The difference is so pronounced that in 2018, the AHA and the American College of Cardiology (ACC) added South Asian ancestry as a risk-enhancing factor in their cholesterol management guidelines for people with intermediate ASCVD risk.
Back in 2010, researchers at the University of California San Francisco and Northwestern University in Chicago began the Mediators of Atherosclerosis in South Asians Living in America, or MASALA, study.
The National Institutes of Health funded prospective cohort study aims to better understand the heightened heart disease risk in this community.
Why This Matters
South Asian people represent a quarter of the global population and number 6.4 million in the US, where they are a growing ethnic group.

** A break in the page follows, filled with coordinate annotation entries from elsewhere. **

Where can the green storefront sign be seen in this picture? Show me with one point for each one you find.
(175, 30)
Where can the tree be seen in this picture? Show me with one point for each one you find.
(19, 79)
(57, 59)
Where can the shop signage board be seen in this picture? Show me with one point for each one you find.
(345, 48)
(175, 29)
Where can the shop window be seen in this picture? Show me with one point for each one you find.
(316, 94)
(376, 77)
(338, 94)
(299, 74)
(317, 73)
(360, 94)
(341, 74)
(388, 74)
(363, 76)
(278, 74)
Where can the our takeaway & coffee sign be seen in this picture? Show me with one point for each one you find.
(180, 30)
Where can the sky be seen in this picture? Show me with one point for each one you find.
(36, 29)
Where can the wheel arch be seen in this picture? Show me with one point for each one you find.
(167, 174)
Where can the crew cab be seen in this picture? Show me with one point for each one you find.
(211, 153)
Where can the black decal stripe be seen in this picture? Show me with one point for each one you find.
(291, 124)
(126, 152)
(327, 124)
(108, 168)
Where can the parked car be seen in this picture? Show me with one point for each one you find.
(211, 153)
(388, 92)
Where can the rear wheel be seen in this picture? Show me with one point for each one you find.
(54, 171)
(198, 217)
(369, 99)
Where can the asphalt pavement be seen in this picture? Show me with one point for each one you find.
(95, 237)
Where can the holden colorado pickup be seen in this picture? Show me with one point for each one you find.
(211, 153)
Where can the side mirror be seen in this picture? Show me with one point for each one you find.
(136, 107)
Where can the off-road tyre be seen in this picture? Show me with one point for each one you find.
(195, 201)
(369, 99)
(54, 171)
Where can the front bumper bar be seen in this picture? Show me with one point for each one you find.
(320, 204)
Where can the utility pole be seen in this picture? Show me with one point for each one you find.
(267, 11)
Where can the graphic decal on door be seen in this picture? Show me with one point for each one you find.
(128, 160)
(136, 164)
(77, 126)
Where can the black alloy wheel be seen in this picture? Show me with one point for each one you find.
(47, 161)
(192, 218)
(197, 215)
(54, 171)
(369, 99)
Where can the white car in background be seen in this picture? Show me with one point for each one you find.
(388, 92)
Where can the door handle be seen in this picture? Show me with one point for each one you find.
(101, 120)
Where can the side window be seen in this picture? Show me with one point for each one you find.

Although it’s widely known that ASCVD is more common and appears earlier in the US South Asian population than the White population, the new study’s authors say there’s less information on the prevalence and emergence of risk factors that contribute to the disease in different US groups. Teasing apart “risk trajectories” for various populations could enable “tailored prevention strategies across the life course,” they wrote in the Journal of the American Heart Association in February. This is important for all groups, they say, but particularly for those at high risk.
The Methods
The researchers combined harmonized data from more than 500 participants in MASALA, which included adults of Bangladeshi, Indian, and Pakistani ancestry in the US, and more than 2000 participants in its sister study, the Multi-Ethnic Study of Atherosclerosis, or MESA, which included Black, Chinese, Hispanic, and White adults in the US. They compared the prevalence of clinical and behavioral ASCVD risk factors in middle age across racial and ethnic groups and then further analyzed by gender.
The Findings at Age 45
“Our question was, do South Asians develop more heart disease risk factors at a younger age than other groups?” said Namratha Kandula, MD, MPH, a co principal investigator on the MASALA study. “And we did find in fact that by age 45, South Asians do seem to have a higher prevalence of prediabetes and the second highest prevalence of hypertension despite having healthier diets and doing as much exercise and drinking moderate amounts of alcohol and very low tobacco use.”
What the study found:
- Prediabetes: Both South Asian men and women had much higher rates of prediabetes than all other groups. About 31% of South Asian men and 18% of South Asian women had prediabetes, compared with only 4% of White men and 6% of White women.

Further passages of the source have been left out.